I think the best way to come at this problem is to separately design the type representation we'd want for macros and/or a compiler (I assume they'd be the same, but one never knows), and then do some compare/contrast to see what unification would look like. I suppose that's on me to peek further down the road of providing type information to macros.
I agree partial type is maybe not the best name for this thing. I think type constructor would be a good name if that's the only thing this did (which is pretty much the only thing it does right now). I imagine in the future if we wanted to inspect "generic requirements of a generic type", then this would probably happen on partial types and wouldn't make sense with the name type constructor. Generic type is an interesting name because it fits nicely with the use case above, but it gets a little weird because the type doesn't necessarily need to be generic to have a "GenericType" (e.g. Int has a "GenericType"). That being said, I'm all ears for a better name
Keypath introspection is definitely a much requested featured and I imagine we'll eventually want to be able to do that (either directly on keypaths, or some new facility in this Reflection module). I've held off on designing anything that space so far and only focused on what's being proposed.
The second library on that list happens to be one I made a couple of years ago That library is intended to be a low level interface to the Swift runtime which allows for higher level APIs like the ones being proposed. The first library has some similarities (Property vs Field), but it looks like it was mostly used to get/set properties via string name (which one can do here by comparing Field.name and using Field.keyPath) and construct instances of types at runtime (using unsafe bits that doesn't always work).
-disable-reflection-metadata removes the reflective capabilities of Field and Case, so every other API available on Type and PartialType would still work because it uses information required by the runtime (not strippable).
Yeah, Field.offset should probably return nil in that case. We can for sure add all of the MemoryLayout APIs and more onto Reflection.Type, but it does feel redundant because you can get the same info from 2 separate facilities.
Yeah, those placeholder types are probably better to use than [Int: Int]. Thanks! Having the placeholder in the textual representation is also a nice improvement here. I made the textual representation a separate API under name because I was unsure how common it is to access a type's description, but if people think that's a better place to put this, then by all means I imagine description would look like Type<_, _> and debugDescription could look like Module.Outer<_>.Type<_, _>?
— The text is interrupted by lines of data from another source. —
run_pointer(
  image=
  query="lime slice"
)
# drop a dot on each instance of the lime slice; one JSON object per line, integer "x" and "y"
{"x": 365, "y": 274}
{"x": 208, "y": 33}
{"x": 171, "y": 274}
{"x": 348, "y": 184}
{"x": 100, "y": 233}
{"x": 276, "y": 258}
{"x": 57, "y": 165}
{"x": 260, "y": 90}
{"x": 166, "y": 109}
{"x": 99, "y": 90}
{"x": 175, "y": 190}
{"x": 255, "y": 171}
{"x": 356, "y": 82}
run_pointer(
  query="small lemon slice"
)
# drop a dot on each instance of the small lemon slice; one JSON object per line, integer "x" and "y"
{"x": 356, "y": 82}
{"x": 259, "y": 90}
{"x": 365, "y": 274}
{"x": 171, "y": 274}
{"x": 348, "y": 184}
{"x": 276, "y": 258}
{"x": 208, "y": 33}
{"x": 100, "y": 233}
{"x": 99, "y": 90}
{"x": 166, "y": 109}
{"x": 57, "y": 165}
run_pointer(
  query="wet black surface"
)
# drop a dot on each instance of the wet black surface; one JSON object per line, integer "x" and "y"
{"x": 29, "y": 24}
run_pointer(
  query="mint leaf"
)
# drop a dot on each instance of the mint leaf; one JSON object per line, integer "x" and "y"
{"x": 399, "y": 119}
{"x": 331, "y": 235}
I included all of the @usableFromInline, @inlinable, and @frozen as part of the detailed design because I wanted evolution to clearly see what we're committing to as ABI. As you can see, Type stores a value of type Metadata which is why I didn't name it as such (that API will be proposed at a later date).
Excited for this! Getting KeyPaths for fields is important for our codebase, and we're currently relying on _forEachFieldWithKeyPath via @_spi(Reflection) import Swift, which is a little unfortunate. Further in the past, we did it using Mirror, which was at least equally unfortunate.
It would be great to have a proper API for this functionality!
We do need the KeyPaths to be Writable however, which isn't included in the original pitch.
But from the following I gather it would still be possible to make the KeyPaths from Field writable? Perhaps with a cast? Am I reading this correctly?